This project explores the training dynamics during Grokking on Information Plane [1] of a 3-layer MLP. The Mutual Information (MI) estimation method is from “Information Bottleneck Analysis of Deep Neural Networks via Lossy Compression.” [2] (see their code https://github.com/VanessB/Information-v3) and the Grokking experiment is adopted from “Omnigrok: Grokking Beyond Algorithmic Data.” [3].
As per the theory proposed by Shwartz-Ziv and Tishby [2], the training can be divided into two separate phases: empirical error minimization (ERM), basically fitting, and representation compression. The results show that the dynamics of grokking in the Information Plane can be split into 3 phases: (1) the overfitting phase, where both MI values decrease. (2) the empirical error minimization phase, where both MI values increase, as well as test accuracy. (3) The representation compression phase, where MI with the input decreases.
To reproduce the results you need to install the mutinfo
library from https://github.com/VanessB/Information-v3.
# Run the training
py train_mnist.py
# The code uses wandb with hydra so you can specify configs
py train_mnist.py --config-path configs/custom_folder --config-name custom_config.yaml
# and certain params
py train_mnist.py --config-path configs/custom_folder --config-name custom_config.yaml model.initialization_scale=6
# You can actually get elaborate like that, but it gets ugly (for win10 cmd)

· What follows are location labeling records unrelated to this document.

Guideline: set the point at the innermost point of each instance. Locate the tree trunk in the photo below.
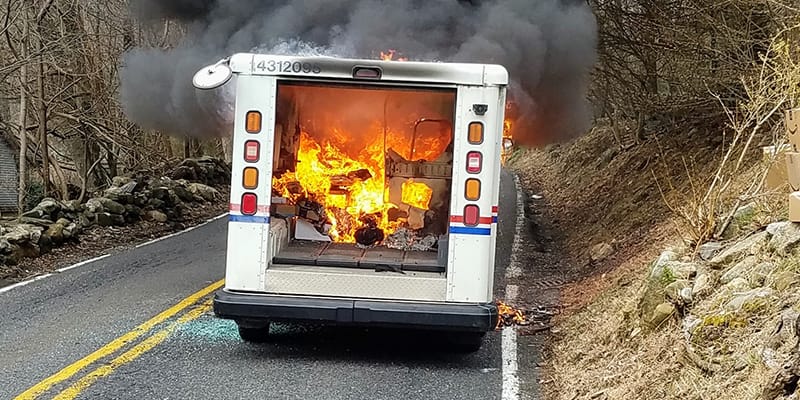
(42, 112)
(23, 120)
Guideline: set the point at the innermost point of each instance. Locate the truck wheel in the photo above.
(254, 333)
(467, 342)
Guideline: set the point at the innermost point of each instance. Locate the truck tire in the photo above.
(253, 332)
(467, 342)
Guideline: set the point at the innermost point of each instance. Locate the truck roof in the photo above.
(322, 67)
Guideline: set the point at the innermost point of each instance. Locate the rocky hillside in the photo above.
(128, 201)
(722, 324)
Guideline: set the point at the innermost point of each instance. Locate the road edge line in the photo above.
(28, 281)
(510, 389)
(171, 235)
(132, 354)
(67, 372)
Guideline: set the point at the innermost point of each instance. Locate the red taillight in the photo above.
(251, 151)
(472, 215)
(249, 204)
(474, 162)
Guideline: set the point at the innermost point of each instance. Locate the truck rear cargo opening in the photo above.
(364, 192)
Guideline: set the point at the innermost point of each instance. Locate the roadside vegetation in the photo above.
(699, 297)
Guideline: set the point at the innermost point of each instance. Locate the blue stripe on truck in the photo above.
(253, 219)
(463, 230)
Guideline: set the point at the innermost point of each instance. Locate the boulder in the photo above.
(676, 292)
(73, 206)
(598, 252)
(758, 276)
(55, 233)
(784, 280)
(119, 181)
(657, 270)
(741, 269)
(23, 233)
(183, 193)
(749, 301)
(208, 193)
(36, 213)
(104, 219)
(702, 286)
(156, 216)
(71, 231)
(44, 223)
(737, 285)
(661, 313)
(747, 246)
(49, 205)
(111, 206)
(708, 250)
(118, 195)
(94, 206)
(785, 237)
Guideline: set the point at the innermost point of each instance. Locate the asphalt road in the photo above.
(53, 323)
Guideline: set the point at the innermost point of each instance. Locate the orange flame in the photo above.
(417, 194)
(509, 315)
(389, 55)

py train_mnist.py --config-path configs/ --config-name default.yaml ^
project_name=custom_project_name ^
custom_run_name=scale_${model.initialization_scale}-seed_${seed}-steps_${train.optimization_steps}-wd_${train.weight_decay}^
model.initialization_scale=6 ^
seed=123 ^
train.optimization_steps=200000 ^
train.weight_decay=0
plot.ipynb
- notebook for plotting figures from this readme.
plot_play.ipynb
- notebook with figures from my previous experiments and sweeps (over init_scale, wd, lr).
The results below are acquired with the default config. Apart from the MI values, accuracy and loss some other stats are logged: weight norm, gradient and logit stats, number of "dead" neurons.

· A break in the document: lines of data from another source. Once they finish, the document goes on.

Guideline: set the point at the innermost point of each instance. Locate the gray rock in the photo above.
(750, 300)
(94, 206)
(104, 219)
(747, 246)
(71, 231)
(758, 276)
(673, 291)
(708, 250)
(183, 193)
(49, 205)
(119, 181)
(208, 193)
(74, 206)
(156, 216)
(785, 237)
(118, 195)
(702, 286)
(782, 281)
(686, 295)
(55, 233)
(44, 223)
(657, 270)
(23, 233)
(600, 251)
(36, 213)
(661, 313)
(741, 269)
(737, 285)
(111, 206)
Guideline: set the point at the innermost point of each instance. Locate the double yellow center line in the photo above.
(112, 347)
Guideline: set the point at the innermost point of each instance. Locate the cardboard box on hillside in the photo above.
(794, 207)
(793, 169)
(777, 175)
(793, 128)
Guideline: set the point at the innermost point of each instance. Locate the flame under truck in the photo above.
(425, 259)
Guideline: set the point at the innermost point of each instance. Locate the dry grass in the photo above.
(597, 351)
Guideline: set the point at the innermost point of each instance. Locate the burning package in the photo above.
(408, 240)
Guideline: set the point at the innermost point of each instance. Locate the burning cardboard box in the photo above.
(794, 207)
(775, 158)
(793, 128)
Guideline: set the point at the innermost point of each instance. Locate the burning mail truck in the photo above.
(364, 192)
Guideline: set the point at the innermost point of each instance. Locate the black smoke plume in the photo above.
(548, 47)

The Information Plane curves resemble the findings of the former works [1, 2]. The initial decline in both MI values stems from the overfitting and can be also seen in [1], but it happens at the end of the training.
The Information Plane on the training subset looks familiar with the evaluation one, but the last layer moves faster towards the compression phase.
Top row - evaluation subset, bottomm row - training subset. Layers order: left-1st, middle-2nd, right-3rd.
The increase in the test accuracy happens before the increase of mutual information even for the last layer. Perhaps the MI is not well suited for predicting delayed Generalization. However, MI values start to decrease while the test accuracy starts to grow, but this observation is too vague. The right vertical line indicates the start of the compression phase.
The MI with the training data of the last, 3rd, layer grows much quicker like the training accuracy.
The first phase of both MI's decline on evaluation subset can be explained because of the overfitting. The familiar picture could be seen in the work of Shwartz-Ziv and Tishby [1]; they show the dynamics of MI during the default training that ends with overfitting. The difference from the Grokking is that the overfitting is seen before the ERM phase.
The experiments show the drawback of the MI estimation method - negative values, which can't be possible by definition.
[1] R. Shwartz-Ziv and N. Tishby, “Opening the Black Box of Deep Neural Networks via Information.” arXiv, Apr. 29, 2017. doi: 10.48550/arXiv.1703.00810.
[2] I. Butakov, A. Tolmachev, S. Malanchuk, A. Neopryatnaya, A. Frolov, and K. Andreev, “Information Bottleneck Analysis of Deep Neural Networks via Lossy Compression.” arXiv, May 13, 2023. doi: 10.48550/arXiv.2305.08013.
[3] Z. Liu, E. J. Michaud, and M. Tegmark, “Omnigrok: Grokking Beyond Algorithmic Data.” arXiv, Mar. 23, 2023. doi: 10.48550/arXiv.2210.01117.